Natalie Haynes stopped off on her UK tour to treat Marlborough LitFest audience to an entertaining, roller coaster romp through Goddesses in Greek Myth who appear in her new book Divine Might. As well as being a Cambridge classicist, author, journalist and broadcaster, with eight series of Natalie Haynes Stands Up for the Classics on BBC Radio 4, she was a stand-up comic for 12 years – and it shows.

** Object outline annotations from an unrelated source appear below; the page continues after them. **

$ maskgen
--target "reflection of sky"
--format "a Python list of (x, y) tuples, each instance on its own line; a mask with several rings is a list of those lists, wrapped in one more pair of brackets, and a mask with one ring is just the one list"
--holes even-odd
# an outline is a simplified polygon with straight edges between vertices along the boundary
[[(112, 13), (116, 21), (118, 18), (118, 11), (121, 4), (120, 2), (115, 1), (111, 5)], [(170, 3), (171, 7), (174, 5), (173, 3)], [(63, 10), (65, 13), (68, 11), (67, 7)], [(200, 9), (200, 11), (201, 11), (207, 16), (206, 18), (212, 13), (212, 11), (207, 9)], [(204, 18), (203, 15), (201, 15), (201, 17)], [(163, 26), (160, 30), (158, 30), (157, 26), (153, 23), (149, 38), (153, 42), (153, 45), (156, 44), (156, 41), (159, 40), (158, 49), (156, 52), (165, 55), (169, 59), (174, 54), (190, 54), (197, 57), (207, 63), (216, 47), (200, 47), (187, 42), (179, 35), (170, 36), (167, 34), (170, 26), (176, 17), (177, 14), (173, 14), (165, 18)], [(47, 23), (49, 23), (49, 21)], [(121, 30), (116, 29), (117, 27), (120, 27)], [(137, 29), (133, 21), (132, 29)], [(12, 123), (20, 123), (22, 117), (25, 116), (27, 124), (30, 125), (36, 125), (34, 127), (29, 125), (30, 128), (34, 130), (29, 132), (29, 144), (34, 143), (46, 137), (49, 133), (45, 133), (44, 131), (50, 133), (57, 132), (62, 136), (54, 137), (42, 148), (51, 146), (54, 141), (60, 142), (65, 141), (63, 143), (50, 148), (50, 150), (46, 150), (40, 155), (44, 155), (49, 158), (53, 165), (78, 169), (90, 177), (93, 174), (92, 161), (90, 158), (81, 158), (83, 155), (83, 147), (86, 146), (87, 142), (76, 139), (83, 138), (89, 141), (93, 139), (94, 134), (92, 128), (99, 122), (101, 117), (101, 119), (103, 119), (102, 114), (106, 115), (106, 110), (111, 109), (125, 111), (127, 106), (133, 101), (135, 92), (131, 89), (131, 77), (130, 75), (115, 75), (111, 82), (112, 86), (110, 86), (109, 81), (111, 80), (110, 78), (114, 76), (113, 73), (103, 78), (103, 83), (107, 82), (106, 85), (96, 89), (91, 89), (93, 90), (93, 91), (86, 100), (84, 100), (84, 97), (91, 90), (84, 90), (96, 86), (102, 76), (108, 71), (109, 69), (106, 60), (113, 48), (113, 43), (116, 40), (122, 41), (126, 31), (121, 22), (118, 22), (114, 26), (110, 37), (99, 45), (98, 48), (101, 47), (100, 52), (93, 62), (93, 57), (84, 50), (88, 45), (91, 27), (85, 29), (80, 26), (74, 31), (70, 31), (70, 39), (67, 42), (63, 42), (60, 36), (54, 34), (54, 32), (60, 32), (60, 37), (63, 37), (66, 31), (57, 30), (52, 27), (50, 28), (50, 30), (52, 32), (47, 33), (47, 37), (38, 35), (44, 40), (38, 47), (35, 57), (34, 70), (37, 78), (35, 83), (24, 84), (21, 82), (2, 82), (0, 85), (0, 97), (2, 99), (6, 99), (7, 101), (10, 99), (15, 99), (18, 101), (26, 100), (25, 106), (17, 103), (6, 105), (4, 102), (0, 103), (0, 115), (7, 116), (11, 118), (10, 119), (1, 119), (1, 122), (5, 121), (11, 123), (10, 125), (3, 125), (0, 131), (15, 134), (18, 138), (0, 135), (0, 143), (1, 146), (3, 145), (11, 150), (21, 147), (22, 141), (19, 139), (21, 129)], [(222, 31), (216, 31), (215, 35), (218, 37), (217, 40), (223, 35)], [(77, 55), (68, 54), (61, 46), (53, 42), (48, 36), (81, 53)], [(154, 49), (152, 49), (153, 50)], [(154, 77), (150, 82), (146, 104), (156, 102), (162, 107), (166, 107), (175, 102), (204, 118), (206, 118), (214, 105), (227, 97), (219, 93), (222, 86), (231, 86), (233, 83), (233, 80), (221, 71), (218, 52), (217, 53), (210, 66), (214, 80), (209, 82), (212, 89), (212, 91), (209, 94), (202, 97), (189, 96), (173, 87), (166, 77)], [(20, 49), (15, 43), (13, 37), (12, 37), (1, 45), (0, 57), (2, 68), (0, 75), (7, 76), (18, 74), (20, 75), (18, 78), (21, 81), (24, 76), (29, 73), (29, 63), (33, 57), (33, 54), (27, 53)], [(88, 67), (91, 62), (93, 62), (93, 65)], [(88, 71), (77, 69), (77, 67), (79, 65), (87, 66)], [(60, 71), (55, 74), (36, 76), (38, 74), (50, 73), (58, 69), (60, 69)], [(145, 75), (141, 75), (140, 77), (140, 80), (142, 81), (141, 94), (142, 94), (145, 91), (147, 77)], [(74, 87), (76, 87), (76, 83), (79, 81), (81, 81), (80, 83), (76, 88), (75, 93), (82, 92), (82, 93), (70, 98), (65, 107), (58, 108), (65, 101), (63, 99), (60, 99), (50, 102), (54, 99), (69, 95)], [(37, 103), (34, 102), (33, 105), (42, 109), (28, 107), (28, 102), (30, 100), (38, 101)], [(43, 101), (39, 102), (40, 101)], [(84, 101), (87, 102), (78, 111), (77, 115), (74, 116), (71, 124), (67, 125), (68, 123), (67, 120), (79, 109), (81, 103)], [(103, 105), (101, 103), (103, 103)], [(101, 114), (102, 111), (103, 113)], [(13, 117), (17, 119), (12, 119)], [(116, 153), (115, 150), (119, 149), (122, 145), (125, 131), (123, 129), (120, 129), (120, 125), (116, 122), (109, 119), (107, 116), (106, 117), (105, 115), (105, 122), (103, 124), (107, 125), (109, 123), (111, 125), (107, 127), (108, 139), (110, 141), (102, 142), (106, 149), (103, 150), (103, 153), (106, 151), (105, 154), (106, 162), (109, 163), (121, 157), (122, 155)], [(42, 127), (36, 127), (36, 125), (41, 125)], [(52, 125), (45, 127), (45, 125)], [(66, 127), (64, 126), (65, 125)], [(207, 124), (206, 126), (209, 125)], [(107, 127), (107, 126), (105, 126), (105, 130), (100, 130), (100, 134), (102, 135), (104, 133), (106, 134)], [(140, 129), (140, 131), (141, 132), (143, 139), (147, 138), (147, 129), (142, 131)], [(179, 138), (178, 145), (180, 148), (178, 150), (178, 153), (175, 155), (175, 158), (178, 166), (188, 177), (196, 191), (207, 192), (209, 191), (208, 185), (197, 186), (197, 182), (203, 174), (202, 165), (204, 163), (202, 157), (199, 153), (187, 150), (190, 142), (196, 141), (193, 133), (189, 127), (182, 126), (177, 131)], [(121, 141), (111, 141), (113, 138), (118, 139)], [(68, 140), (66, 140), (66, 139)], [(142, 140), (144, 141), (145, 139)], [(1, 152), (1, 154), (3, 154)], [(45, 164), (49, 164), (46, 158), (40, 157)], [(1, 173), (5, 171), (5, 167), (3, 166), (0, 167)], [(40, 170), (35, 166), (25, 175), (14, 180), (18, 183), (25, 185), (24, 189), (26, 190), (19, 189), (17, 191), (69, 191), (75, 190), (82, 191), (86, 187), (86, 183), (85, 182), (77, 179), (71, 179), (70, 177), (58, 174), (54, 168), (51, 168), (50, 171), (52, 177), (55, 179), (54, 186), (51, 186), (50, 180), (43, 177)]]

Making the Greek Goddesses accessible to a twenty-first century audience, some of whom were A-level Classics students, Haynes’s fast-paced performance – she hardly stops to take a breath – had plenty of sex and violence, with witty asides and innuendoes, but also displayed her phenomenal knowledge having minute details of the myths at her finger-tips.
Just some of the topics covered included: the muses, “pretty nice, constructively beautiful, but can be cheeky and mean”; Sirens, “who are the high water mark of destructive singing”; Ovid, who is “a sex-pest but understands consent”; Aphrodite, “Goddess of sex, love, desire and beauty, fascinating and terrifying”; Athene, who is “born fully formed. Her father impregnates an earlier sexual partner and then hears a prophesy that any child they have could overthrow him so he swallows her whole and consumes her. Next Athene is born from his head.”
She also creates vivid and humorous pictures of the appearances of various Goddesses. In a poem by Sappho, Aphrodite arrives in a chariot pulled by sparrows! Haynes asks – “Is this adorable with lots of little sparrows, or shades of Hitchcock with zillions of sparrows coming at you? Or are the sparrows some kind of mega sparrows, now extinct?”
Haynes delves into the various horrific punishments many Greek figures undergo for misdeeds. Parents are turned into magpies, eyes are gouged out. Actaeon sees Artemis bathing naked and immediately feels “something horrible happening to him. He turns into a stag like the creatures he had been chasing that day. He makes a wordless cry for help. If you lose your voice you lose your power.” The hunting dogs see him and tear him apart and the other hunters call this the best kill of the day, not realising it was a false stag. The moral is, Haynes says, “Don’t watch women having a bath unless they ask you nicely.”
There were also topical current day references. After the political upheaval of the last few years with politicians lying, being presented with evidence that they had lied and then showing no shame, Haynes commented, “If politicians can’t show shame in a Christian context, I’m perfectly fine with the Greek context.” And presumably the punishments that would ensue.
“A lot of mortal men are rubbish” in the Greek myths, says Haynes. However, referring to a particular Trojan prince who was also a cowherd she pointed out that this was a useful job and that “I would prefer the Royal family if they did that instead of cutting ribbons!”
Natalie Haynes’s new book, Divine Might: Goddesses in Greek Myth is available in The White Horse bookshop. Eight series of her show, Natalie Haynes Stands Up for the Classics, have been broadcast on Radio 4: all series are available now on BBC Sounds. Series 9 is already being made.